Wednesday, October 13, 2010

The Open Door

Daniel once commented that he didn't like Evanescence's second album, The Open Door.  After I got over the shock of imagining Daniel listening to Evanescence, I found myself comparing the two albums.
I love The Open Door.  Second albums tend to be the same thing from bands, but this was distinct and different and extraordinary baroque in its darkness and fury and pain.  I love how unafraid it is to be so demonstrative.  A lot of people would mock that, but Evanescence embraces it.
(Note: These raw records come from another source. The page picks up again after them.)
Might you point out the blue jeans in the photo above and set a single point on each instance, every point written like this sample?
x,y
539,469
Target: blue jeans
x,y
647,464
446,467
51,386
Probably my favorite song on the album is "Like You," which is about losing a loved one.  Apparently Amy Lee wrote it about losing her sister.  I love my sister, and I know, without a doubt in my mind, that I would throw myself in front of a bus for her.  Or anything else large and deadly, for that matter.  If I lost my sister, I don't think I could begin to deal with my despair.  And somehow that makes this song all the better for me. 


"Cloud Nine" at one point samples a section of Mozart's infamous Requiem.  For a long time I could hear it in the song, and it would nag at me, because I was certain I was hearing something I knew.  A couple of years ago I was listening to Requiem and I realized what it was about this song.  And I love that about so much music: finding little things in it long after I've listened to it over and over again.  I probably do this because I have no music knowledge whatsoever and am slow.  But it tickles me all the same.

And it's the little touches that make this album for me.  Introductions like in "Snow White Queen" and "Lacymosa" have wonderfully little additions that add up to lovely sounds.  I wish more rock was produced like this. 
None of this is to say their first album, Fallen, is bad.  Far from it.  But Fallen is a much more subdued set of songs; it's not as angry, it's a more stripped down sound.